Dear Sir,

As someone with a financial background in the capital deci­sion making process, it would be expected that many “what if “scenarios should have been examined regarding the instal­lation of the desalination plant especially the downside prob­abilities and its effect on the economy especially WASA.
The most important “what if” is the situation as to what hap­pens if the expected demand for industrial water does not materialize because of political or other considerations e.g. Pt. Lisas plant shutdowns from no gas supply etc. In such a case, provisions or contingencies ought to have been inscribed in the contract to ensure there is some relief for the buyer (WASA) of water.
Surely not to have the buyer pay millions for water originally established for industrial use at a high price but now sold as public use water for next to nothing. Nah, dat is real stupidness. Are these people real! And why did we or WASA not build our own desali­nation plant too? which would be another alternative to the project for our own protection.
Is the desalination plant a delib­erate corrupt contract negotiated for a big business somebody – We are all helpless and unknowl­edgeable about this. I have heard this somewhere, you know.
Nobody wants to take the blame and so WASA is condemned as a dead Company which can no lon­ger be resuscitated or made viable according to Rowley who is al­ways blameless in everything – he knows all you know.
In the case of Petrotrin, since Government made the blunder with the GTL plant the loan commit­ment is now excised from Petro so Petro can now breather according to Imbert. This was not an operat­ing problem cause but a govern­ment blunder for us taxpayers to now pay through our nose in a very bad economic situation now.
WASA is in a similar position having to absorb the “blunder” of ignorant stupid or corrupt gov­ernance where even up to today there is a Minister of Finance installed without any financial training. So why can’t they re­move this burden from WASA and let Government pay the dif­ference between the potable wa­ter price and the industrial price? WASA’s books would then look alarmingly different, I am sure.
Expect more confusionality from the finance man. I think next year the price of gas and oil will drop drastically. Do you think that the man will then lower the price at the pump – you must know the answer.
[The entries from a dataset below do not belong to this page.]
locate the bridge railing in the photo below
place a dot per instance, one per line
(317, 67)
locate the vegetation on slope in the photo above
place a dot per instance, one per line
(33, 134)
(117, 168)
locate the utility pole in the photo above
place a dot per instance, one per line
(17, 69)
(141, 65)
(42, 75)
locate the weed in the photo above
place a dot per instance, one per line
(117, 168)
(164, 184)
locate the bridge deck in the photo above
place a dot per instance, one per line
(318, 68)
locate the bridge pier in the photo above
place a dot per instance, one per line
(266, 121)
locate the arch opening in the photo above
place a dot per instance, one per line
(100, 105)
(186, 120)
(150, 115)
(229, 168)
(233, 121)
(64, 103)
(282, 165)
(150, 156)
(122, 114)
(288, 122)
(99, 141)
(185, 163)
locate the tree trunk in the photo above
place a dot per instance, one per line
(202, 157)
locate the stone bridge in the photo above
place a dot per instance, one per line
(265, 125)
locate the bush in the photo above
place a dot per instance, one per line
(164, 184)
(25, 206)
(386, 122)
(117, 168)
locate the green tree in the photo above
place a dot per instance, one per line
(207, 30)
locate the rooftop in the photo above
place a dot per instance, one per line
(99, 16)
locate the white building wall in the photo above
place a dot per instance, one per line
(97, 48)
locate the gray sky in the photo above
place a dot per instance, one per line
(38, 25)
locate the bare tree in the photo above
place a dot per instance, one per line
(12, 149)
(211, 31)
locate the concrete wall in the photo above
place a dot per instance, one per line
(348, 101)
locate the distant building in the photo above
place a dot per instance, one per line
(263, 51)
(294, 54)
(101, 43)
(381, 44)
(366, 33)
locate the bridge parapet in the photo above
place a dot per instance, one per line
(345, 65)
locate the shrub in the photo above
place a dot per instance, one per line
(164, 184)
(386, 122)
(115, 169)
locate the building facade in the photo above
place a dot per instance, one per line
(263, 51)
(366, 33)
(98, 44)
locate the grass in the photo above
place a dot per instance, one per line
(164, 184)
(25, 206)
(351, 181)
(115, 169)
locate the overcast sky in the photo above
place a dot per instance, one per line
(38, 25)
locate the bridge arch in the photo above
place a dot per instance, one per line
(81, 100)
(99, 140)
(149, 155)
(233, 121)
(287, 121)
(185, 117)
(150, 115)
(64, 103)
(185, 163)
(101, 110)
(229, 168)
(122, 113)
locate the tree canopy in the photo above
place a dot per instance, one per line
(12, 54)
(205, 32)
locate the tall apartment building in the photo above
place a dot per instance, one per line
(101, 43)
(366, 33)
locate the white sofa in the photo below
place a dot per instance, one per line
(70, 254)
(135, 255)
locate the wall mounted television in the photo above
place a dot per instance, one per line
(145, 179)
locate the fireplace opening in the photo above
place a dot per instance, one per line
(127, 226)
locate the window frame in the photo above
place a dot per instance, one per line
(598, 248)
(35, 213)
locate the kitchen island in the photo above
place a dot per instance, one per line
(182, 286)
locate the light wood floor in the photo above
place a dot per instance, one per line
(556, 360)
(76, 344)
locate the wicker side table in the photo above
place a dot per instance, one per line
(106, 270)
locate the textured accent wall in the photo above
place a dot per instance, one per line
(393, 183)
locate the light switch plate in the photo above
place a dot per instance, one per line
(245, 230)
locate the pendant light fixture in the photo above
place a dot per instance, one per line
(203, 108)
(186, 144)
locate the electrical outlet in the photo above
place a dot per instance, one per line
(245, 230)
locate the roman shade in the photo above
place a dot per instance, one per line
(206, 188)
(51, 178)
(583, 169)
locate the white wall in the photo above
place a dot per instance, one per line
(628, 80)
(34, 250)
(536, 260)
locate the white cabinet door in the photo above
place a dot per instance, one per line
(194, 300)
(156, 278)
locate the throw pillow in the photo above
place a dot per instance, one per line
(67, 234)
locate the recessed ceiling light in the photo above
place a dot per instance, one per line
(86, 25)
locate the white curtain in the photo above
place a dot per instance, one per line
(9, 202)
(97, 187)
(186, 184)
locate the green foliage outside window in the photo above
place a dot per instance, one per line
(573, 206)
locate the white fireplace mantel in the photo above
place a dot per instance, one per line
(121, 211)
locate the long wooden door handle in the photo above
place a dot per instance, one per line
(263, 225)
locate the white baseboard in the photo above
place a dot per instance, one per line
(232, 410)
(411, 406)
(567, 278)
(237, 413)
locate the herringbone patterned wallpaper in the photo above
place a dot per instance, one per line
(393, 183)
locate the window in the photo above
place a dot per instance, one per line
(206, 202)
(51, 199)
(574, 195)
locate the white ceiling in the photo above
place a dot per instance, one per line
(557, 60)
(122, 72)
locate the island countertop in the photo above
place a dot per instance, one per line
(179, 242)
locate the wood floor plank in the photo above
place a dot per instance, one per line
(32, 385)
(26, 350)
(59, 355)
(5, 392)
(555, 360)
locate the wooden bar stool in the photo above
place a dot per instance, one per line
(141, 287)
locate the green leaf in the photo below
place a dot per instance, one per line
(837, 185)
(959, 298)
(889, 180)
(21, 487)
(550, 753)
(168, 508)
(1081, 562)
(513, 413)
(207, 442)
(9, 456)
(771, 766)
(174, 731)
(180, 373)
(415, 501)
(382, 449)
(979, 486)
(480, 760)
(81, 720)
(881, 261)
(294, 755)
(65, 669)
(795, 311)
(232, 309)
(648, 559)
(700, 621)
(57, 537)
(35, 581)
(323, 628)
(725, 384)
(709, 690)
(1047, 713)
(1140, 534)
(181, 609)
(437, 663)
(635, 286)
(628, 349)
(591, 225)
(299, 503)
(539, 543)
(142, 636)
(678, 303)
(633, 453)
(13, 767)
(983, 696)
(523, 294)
We have a “we” or “them” situ­ation in governance. It is all about “them” and their taxes first, “them” who are the controllers of the com­manding heights and not the peo­ple. We now have an economy that no longer respects the private sec­tor and so there will be no transfer­ence to a Singaporian model ever under these blunderers.
Send your US dollars, whatever you can get to a foreign bank now for your future protection. That is the best advice anyone can get given the present shortage that will only get worse.
The devaluation will come after the 2020 General Election with a lot of excuses as to why it is then necessary.